Panama’s diverse service-oriented sectors and substantial public investment will keep external headwinds at bay and foster growth. However, subdued global demand and trade dynamics will weigh on the outlook. Analysts expect the economy to expand 5.9% in 2016, which is unchanged from last month’s projection. For 2017, the panel forecasts growth of 6.0%.
INFLATION | Inflation remains unchanged in April
More complete data show that inflation in the Central America and the Caribbean region was stable at March’s 2.8% in April. Higher inflation in the Dominican Republic and Costa Rica offset lower inflation rates compared to the previous month’s reading in Guatemala and Nicaragua.
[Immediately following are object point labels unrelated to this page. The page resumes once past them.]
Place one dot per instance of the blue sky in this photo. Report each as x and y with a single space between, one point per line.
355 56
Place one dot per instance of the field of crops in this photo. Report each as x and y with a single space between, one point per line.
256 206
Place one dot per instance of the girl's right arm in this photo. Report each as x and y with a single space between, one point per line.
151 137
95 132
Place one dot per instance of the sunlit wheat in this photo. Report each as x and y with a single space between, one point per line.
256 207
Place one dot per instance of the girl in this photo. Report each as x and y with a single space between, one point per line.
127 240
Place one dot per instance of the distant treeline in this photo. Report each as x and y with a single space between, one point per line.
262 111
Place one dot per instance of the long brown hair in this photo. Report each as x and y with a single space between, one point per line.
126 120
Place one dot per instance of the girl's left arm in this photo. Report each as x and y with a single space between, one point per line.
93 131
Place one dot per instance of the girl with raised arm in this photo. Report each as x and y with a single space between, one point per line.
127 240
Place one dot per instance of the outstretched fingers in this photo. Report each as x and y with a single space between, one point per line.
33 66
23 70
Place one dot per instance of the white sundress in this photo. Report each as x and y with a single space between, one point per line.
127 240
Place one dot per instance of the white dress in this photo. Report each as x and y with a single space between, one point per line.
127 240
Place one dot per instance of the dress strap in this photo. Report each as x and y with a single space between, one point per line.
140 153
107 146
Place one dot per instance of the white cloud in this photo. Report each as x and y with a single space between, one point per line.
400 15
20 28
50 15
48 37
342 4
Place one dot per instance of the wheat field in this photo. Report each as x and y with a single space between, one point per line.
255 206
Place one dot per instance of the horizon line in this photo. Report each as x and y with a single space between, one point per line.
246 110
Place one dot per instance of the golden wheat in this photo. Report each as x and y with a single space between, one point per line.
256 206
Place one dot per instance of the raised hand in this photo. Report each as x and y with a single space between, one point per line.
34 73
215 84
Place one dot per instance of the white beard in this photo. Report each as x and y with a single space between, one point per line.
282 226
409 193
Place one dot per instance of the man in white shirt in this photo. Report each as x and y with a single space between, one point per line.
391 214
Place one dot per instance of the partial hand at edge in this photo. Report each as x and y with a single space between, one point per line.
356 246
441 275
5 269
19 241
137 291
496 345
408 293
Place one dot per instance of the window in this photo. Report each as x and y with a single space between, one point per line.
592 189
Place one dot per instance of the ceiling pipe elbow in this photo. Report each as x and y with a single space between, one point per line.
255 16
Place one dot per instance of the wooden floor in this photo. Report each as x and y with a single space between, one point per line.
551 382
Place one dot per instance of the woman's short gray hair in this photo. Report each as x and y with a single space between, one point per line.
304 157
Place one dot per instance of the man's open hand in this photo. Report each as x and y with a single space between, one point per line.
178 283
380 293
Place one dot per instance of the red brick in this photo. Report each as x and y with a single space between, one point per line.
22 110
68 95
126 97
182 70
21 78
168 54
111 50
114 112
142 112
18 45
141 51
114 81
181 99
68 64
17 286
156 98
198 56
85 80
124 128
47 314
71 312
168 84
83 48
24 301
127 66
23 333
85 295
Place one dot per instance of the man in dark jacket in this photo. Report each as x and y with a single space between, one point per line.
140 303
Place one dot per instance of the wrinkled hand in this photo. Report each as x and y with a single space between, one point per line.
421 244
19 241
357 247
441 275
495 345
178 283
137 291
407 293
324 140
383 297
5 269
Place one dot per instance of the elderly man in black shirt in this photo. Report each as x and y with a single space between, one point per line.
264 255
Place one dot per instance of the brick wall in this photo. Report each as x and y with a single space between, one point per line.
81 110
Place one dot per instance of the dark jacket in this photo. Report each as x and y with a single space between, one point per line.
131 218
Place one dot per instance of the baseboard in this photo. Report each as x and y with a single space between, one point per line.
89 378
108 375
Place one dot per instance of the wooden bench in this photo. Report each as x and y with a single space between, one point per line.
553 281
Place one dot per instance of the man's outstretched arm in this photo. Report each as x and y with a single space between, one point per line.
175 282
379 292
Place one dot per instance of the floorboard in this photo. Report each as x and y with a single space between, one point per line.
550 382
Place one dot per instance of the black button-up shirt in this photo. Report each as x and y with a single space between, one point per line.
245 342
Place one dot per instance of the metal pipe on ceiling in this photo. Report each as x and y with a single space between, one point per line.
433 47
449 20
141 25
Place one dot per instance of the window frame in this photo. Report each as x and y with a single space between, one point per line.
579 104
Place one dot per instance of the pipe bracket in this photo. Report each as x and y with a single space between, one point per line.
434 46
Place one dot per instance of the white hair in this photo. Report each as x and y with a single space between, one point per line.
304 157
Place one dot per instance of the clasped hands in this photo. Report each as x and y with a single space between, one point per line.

A preliminary estimate for May elaborated by FocusEconomics shows that inflation likely remained stable at 2.8%. Looking forward, inflationary pressures are expected to remain broadly stable this year.
Panelists polled by FocusEconomics in June expect the region’s inflation to average 2.5% this year, which is down 0.1 percentage points from last month’s estimate. The forecast was kept unchanged for 5 of the 12 countries surveyed, including Guatemala and Puerto Rico. On the other hand, the forecast was downgraded for five economies including Costa Rica and the Dominican Republic. Haiti, Jamaica were the only economies that saw their inflation estimates revised up this month. For next year, the panelists expect regional inflation to accelerate slightly to 3.1%.